How to Build an Unbeatable Poker-Playing Robot Source: Adam Kucharski
Each summer, the computer-science researchers behind the world’s best poker-playing robots bring their creations together for a tournament. In recent years, three competitors have dominated: First is a group from the University of Alberta, which currently has about a dozen people working on poker programs. Next is a team from Carnegie Mellon University and their champion bot “Tartanian.” And finally, there is Eric Jackson, an independent researcher who has created a program named “Slumbot.”
The tournament consists of several different competitions, with teams tailoring their bots’ personalities to each one. Some competitions are knockouts, meaning two bots go head-to-head in each round, and the one with the smallest pile of chips at the end gets eliminated. To win these competitions, bots need strong survival instincts. They need to win only enough to get through to the next round—greed, as it were, is not good. In other matches, however, the winning bot is the one that gathers the most cash overall. In these competitions, bots need to squeeze as much as they can out of their opponents; to do so, they need to go on the offensive and find ways to take advantage of the others.
Most of the bots in the tournament have spent years in development, training over millions if not billions of games. Yet there are no big prize pots waiting for the winners. The creators might get bragging rights, but they won’t leave with Vegas-sized rewards. So what’s the lure of working on these programs?
Whenever a computer plays poker, it is solving a problem that’s familiar to all of us: how to deal with missing information.

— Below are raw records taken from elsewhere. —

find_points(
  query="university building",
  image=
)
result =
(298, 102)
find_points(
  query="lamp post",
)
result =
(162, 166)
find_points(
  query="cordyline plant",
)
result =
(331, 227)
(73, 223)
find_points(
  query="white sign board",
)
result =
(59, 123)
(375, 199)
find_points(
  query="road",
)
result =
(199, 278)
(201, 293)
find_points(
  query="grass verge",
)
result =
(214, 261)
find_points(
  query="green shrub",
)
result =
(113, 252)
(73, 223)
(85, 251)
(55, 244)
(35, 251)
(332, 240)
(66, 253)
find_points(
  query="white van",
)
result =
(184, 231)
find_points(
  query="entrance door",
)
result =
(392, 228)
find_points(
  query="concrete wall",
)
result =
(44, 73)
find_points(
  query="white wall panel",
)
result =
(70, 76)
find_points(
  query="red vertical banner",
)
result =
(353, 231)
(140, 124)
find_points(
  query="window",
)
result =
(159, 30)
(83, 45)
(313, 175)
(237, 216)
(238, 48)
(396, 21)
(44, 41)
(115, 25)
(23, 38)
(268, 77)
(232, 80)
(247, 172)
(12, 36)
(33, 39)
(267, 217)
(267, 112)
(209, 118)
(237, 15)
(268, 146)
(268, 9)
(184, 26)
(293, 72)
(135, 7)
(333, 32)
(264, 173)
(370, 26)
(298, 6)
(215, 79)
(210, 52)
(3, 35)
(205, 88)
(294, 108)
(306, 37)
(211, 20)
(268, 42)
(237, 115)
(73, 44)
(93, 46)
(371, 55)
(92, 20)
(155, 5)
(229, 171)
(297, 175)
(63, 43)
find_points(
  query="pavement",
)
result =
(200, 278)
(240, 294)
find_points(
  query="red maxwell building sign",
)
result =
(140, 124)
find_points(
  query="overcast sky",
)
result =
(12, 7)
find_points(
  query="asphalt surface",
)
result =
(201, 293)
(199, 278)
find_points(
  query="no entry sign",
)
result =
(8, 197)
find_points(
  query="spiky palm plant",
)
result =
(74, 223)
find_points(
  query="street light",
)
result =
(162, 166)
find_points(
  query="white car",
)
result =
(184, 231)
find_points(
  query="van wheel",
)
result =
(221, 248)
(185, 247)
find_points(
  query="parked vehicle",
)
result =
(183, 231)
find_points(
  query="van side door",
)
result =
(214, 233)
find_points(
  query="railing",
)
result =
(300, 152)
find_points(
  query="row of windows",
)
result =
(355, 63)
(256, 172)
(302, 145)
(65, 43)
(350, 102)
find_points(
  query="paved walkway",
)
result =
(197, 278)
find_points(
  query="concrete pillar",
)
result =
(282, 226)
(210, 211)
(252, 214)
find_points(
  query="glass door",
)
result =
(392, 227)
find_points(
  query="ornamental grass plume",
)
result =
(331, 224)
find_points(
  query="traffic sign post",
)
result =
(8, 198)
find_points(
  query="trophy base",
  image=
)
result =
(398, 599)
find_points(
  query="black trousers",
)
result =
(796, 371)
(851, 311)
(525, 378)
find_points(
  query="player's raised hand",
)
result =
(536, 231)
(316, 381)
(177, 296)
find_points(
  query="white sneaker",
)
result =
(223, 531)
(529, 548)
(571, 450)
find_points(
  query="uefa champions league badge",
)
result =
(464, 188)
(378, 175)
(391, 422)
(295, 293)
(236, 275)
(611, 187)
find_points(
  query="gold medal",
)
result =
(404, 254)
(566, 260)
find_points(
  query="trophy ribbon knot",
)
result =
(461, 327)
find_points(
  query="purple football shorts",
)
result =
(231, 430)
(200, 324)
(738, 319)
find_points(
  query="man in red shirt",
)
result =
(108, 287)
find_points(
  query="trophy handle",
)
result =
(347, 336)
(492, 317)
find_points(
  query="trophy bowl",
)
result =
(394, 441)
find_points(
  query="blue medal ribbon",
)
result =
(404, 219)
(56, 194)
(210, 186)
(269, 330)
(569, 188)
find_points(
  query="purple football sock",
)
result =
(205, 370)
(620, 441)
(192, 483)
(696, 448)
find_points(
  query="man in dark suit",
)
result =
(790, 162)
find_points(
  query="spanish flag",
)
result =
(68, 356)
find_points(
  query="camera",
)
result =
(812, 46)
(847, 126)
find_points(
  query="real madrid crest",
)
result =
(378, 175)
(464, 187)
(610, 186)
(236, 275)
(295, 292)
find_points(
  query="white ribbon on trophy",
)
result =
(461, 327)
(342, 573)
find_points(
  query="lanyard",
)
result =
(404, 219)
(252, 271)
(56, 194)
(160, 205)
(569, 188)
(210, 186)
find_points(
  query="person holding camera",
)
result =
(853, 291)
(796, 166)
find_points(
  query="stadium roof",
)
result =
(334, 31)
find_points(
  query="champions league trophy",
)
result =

In some games, like chess, information is not an issue. Players can see everything. They know where the pieces are and what moves their opponent has made. Luck creeps into the game not because players can’t observe events, but because they are unable to process all the available information. That is why there is always a chance (albeit a tiny one) that a grandmaster could lose to a monkey picking random moves.
With a good game-playing algorithm—and a lot of computer power—it’s possible to get around that information-processing problem. That’s how the computer scientist Jonathan Schaeffer and his colleagues at the University of Alberta found the perfect strategy for checkers, and developed their theories for how a computer might one day solve chess. It’s possible for machines to beat their opponents with pure brute force, crunching through every possible set of moves. But poker is different. No matter how good players are, each has to cope with the fact that opponents’ cards are hidden. Although the game has rules and limits, there are always unknown factors.
“Poker is a perfect microcosm of many situations we encounter in the real world.”
The same problem crops up in many aspects of life. Negotiations, auctions, bargaining—all are incomplete information games. “Poker is a perfect microcosm of many situations we encounter in the real world,” Schaeffer said.
* * *
In 2015, the Alberta researchers unveiled their unbeatable poker program—named Cepheus—in the journal Science. The paper was titled “Heads-Up Limit Hold’em Poker Is Solved.”
Cepheus was able to develop its mastery of the game after plenty of practice. To build experience, it played again and again, at a rate of about two thousand games per second. Over time, it got better at exploring the vast combination of possible moves, which meant there were fewer weak links in its strategy for opponents to target. Eventually, the bot learned how to avoid losing in the long run, even to a perfect player. Cepheus perfected its game by employing a “regret minimization” algorithm: After each game it would look back and consider what might have happened had it done things differently, and use this information to learn from its mistakes.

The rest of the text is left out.